C++ FAQ Celebrating Twenty-One Years of the C++ FAQ!!!
(Click here for a personal note from Marshall Cline.)
Section 34:
[34.3] Is the storage for a std::vector<T> guaranteed to be contiguous?

Yes.

This means the following technique is safe:

#include <vector>
#include "Foo.h"  /* get class Foo */

// old-style code that wants an array
void f(Foo* array, unsigned numFoos);

void g()
{
  std::vector<Foo> v;
  ...
  f(v.empty() ? NULL : &v[0], v.size());   safe
}
The funny expression v.empty() ? NULL : &v[0] simply passes the NULL pointer if v is empty, otherwise passes a pointer to the first (zeroth) element of v. If you know a priori that v is not empty, you can change that to simply &v[0].

In general, it means you are guaranteed that &v[0] + n == &v[n], where v is a std::vector<T> and n is an integer in the range 0 .. v.size()-1.

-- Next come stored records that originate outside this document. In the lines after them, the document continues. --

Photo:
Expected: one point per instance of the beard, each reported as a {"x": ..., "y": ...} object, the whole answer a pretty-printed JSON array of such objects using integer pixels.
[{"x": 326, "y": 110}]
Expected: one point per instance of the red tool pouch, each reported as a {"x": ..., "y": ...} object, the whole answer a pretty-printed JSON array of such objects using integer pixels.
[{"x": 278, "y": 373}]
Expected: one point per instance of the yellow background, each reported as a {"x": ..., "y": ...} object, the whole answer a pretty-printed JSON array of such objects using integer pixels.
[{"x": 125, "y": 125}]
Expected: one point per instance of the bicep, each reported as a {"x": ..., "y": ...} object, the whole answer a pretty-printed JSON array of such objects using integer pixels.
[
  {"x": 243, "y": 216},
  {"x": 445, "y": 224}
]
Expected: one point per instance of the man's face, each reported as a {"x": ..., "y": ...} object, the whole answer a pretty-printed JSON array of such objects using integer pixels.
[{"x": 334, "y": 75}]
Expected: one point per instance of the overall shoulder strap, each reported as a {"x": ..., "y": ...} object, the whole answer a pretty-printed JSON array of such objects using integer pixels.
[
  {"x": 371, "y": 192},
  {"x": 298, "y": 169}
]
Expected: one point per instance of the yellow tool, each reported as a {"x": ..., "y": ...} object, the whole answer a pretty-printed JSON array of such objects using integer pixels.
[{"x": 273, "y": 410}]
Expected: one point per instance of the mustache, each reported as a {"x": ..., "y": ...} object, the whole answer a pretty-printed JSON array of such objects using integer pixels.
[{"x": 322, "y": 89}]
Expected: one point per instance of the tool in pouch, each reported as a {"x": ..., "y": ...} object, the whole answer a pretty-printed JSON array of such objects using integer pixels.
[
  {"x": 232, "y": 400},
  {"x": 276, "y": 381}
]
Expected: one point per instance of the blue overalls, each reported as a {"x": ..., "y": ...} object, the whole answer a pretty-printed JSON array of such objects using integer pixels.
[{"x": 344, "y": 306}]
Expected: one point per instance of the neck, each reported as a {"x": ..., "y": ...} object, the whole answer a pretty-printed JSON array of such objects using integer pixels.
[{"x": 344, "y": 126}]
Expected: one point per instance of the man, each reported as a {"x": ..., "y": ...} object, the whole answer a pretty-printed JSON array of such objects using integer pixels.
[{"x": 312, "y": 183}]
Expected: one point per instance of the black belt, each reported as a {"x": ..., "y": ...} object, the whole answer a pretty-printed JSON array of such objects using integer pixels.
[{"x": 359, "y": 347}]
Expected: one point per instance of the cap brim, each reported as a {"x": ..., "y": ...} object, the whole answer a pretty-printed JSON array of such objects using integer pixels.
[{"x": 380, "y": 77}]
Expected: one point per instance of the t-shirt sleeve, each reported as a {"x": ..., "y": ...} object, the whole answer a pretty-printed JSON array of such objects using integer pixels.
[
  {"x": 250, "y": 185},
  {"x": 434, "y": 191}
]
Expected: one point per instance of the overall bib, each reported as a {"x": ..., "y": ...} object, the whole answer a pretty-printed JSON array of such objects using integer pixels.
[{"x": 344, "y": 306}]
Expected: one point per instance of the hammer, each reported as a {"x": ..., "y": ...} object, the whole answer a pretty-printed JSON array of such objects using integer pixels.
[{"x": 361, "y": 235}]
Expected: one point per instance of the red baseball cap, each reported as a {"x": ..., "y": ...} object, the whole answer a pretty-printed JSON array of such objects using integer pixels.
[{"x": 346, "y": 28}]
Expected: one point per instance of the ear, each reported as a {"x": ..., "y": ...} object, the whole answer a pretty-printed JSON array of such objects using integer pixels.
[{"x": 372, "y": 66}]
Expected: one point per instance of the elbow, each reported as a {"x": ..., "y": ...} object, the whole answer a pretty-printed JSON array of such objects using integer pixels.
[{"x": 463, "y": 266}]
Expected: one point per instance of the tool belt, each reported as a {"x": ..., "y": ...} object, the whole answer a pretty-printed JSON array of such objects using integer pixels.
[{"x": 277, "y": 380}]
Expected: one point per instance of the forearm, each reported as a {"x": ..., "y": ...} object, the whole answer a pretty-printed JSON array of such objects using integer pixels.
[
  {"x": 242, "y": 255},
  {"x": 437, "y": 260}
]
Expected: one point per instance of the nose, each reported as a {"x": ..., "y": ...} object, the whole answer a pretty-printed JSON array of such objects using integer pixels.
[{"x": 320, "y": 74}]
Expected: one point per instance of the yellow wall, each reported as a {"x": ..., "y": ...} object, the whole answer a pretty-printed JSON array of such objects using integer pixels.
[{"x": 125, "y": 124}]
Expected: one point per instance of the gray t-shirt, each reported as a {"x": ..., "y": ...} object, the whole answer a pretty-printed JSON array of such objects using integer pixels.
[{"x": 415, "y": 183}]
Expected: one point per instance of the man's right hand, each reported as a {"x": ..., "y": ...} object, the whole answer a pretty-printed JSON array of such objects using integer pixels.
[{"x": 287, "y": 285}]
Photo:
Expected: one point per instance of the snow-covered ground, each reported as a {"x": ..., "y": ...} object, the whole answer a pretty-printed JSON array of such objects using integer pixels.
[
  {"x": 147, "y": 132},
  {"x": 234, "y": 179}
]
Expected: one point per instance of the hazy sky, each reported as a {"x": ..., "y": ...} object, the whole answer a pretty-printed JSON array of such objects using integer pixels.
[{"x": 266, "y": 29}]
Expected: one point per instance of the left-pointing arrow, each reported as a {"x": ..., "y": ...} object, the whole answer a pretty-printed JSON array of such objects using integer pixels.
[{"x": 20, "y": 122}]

However v.begin() is not guaranteed to be a T*, which means v.begin() is not guaranteed to be the same as &v[0]:

void g()
{
  std::vector<Foo> v;
  ...
  f(v.begin(), v.size());   Error!! Not Guaranteed!!
    ^^^^^^^^^-- cough, choke, gag; not guaranteed to be the same as &v[0]
}
Do NOT email me and tell me that v.begin() == &v[0] on your particular version of your particular compiler on your particular platform. I don't care, plus that would show that you've totally missed the point. The point is to help you know the kind of code that is guaranteed to work correctly on all standard-conforming implementations, not to study the vagaries of particular implementations.